Three of our patients had an inflammatory bowel disease (IBD). Some reports have shown an association between CD and IBD57-60, but only a few pediatric studies are available. A case-control study by Virta et al. reported a higher frequency of CD (2.2%) in a group of 595 children with IBD, when compared to the general population (0.5-0.7%)61. However, a cohort by El-Matary et al., with a smaller population of 164 children with IBD, found no difference on CD prevalence when compared to the control group62. Thus, additional pediatric studies are needed to further clarify common pathways between these two immune-mediated diseases.

Apart from Sjogren’s syndrome, research on CD-associated connective tissue disorders (CTD) is scarce and comprises mostly case-control studies or individual cases. The joint hypermobility syndrome (JHS), a commonly underdiagnosed heritable CTD possibly related to CD63-65, was present in 3.1% of our patients. The mixed connective-tissue disease (MCTD), an overlap of systemic lupus erythematosus (SLE), scleroderma and myositis, previously described in association to CD66, affected only one patient. Osteogenesis imperfecta (OI), an autosomal dominant hereditary disease defined by bone frailty and CTD was present in one of our patients with generalized osteopenia. Although an association is not proven yet, the coexistence of OI and CD has been described67. Regardless, it is convenient to rule out the presence of CD, as the clinical improvement on GFD might be considerable.

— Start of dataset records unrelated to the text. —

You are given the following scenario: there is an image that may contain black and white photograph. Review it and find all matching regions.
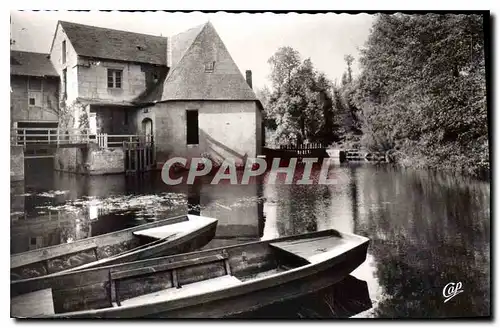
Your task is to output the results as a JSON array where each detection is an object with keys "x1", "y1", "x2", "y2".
[{"x1": 7, "y1": 10, "x2": 493, "y2": 321}]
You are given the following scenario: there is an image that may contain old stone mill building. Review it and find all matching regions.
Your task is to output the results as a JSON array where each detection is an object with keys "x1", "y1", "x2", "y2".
[{"x1": 11, "y1": 21, "x2": 263, "y2": 175}]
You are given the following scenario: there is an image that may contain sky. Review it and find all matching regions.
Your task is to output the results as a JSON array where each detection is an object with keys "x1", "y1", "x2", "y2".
[{"x1": 11, "y1": 11, "x2": 374, "y2": 88}]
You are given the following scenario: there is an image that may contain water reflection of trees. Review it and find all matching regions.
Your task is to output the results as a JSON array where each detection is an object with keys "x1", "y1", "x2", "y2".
[
  {"x1": 233, "y1": 276, "x2": 372, "y2": 319},
  {"x1": 360, "y1": 169, "x2": 490, "y2": 318}
]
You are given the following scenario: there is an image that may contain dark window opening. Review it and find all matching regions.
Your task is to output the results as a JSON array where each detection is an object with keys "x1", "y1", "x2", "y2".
[
  {"x1": 62, "y1": 68, "x2": 68, "y2": 97},
  {"x1": 186, "y1": 110, "x2": 199, "y2": 145},
  {"x1": 205, "y1": 62, "x2": 215, "y2": 73},
  {"x1": 28, "y1": 77, "x2": 42, "y2": 91},
  {"x1": 108, "y1": 69, "x2": 122, "y2": 89},
  {"x1": 62, "y1": 40, "x2": 66, "y2": 64}
]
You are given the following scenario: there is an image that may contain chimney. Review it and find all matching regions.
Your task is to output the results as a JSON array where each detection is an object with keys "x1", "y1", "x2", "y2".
[{"x1": 245, "y1": 70, "x2": 252, "y2": 89}]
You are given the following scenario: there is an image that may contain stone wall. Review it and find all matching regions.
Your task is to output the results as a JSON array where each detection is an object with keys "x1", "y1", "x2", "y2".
[
  {"x1": 10, "y1": 76, "x2": 59, "y2": 122},
  {"x1": 10, "y1": 146, "x2": 24, "y2": 181},
  {"x1": 90, "y1": 106, "x2": 137, "y2": 134},
  {"x1": 54, "y1": 144, "x2": 125, "y2": 175},
  {"x1": 50, "y1": 25, "x2": 78, "y2": 104},
  {"x1": 78, "y1": 59, "x2": 152, "y2": 102}
]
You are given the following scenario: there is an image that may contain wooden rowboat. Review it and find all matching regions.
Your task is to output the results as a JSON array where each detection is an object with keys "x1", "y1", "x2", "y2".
[
  {"x1": 11, "y1": 230, "x2": 369, "y2": 318},
  {"x1": 10, "y1": 215, "x2": 217, "y2": 280}
]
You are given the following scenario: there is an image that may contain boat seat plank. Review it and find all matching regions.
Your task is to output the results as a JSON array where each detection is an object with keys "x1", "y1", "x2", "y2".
[
  {"x1": 117, "y1": 275, "x2": 242, "y2": 306},
  {"x1": 133, "y1": 219, "x2": 210, "y2": 239},
  {"x1": 111, "y1": 253, "x2": 229, "y2": 280},
  {"x1": 270, "y1": 236, "x2": 352, "y2": 263},
  {"x1": 10, "y1": 288, "x2": 55, "y2": 318},
  {"x1": 10, "y1": 239, "x2": 97, "y2": 269}
]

There are several studies on the association between CD and joint manifestations68-70, but only a few describe the connection to the inflammation involving the entheses (insertions of tendons and ligaments)71-73, which is an early feature of this process that is frequently missed during clinical evaluation. We found a case of Achilles tendinitis and plantar fasciitis that jointly comprise the enthesitis. The literature shows conflicting results on the impact of GFD, with some achieving a complete remission while others have no response71,72.

The juvenile idiopathic arthritis (JIA) encompasses different forms of chronic arthritis in children, all characterized by joint pain and inflammation74. We found four patients with CD and JIA, accounting for 2.5% of cases. The prevalence of JIA in children with CD is not clearly outlined. Conversely, the reported prevalence of CD in children presenting with JIA ranges between 2.5% and 6.6%75,76.

There is strong evidence confirming an increased risk of dental enamel defects (DED) in children with CD and it may be the only presenting symptom1,77. The incisors and molars are the most frequently affected77-79. We report a 2.5% prevalence of DED, but three case-control studies have reported estimates of 55%, 62% and 73% (as compared with 18%, 21% and 0% in the corresponding control groups), indicating higher prevalence of DED among children with CD77-79. A significant improvement on GFD in children with DED and CD is reported, so screening for CD is highly recommended, particularly in the presence of hypocalcemia78,80.

Not surprisingly we found a case of dermatitis herpetiformis (DH), which is considered as the specific cutaneous expression of gluten intolerance and the most common skin manifestation of CD81-83. The suspicion of DH should prompt screening for CD and the first-line therapy is GFD81,82.

We have been able to find one case of psoriasis and one of erythema nodosum (EN). Several studies support an increased risk of psoriasis in patients with CD and report the positive impact of GFD on skin lesions84,85. However, this association remains controversial due to the few data currently available. Similarly, the available evidence supporting the association of CD with EN is very limited and based exclusively on single case reports in which patients become asymptomatic on a GFD86,87. We suggest that a serological evaluation for CD should be considered in patients with psoriasis and EN, particularly in non-responders to first-line therapies.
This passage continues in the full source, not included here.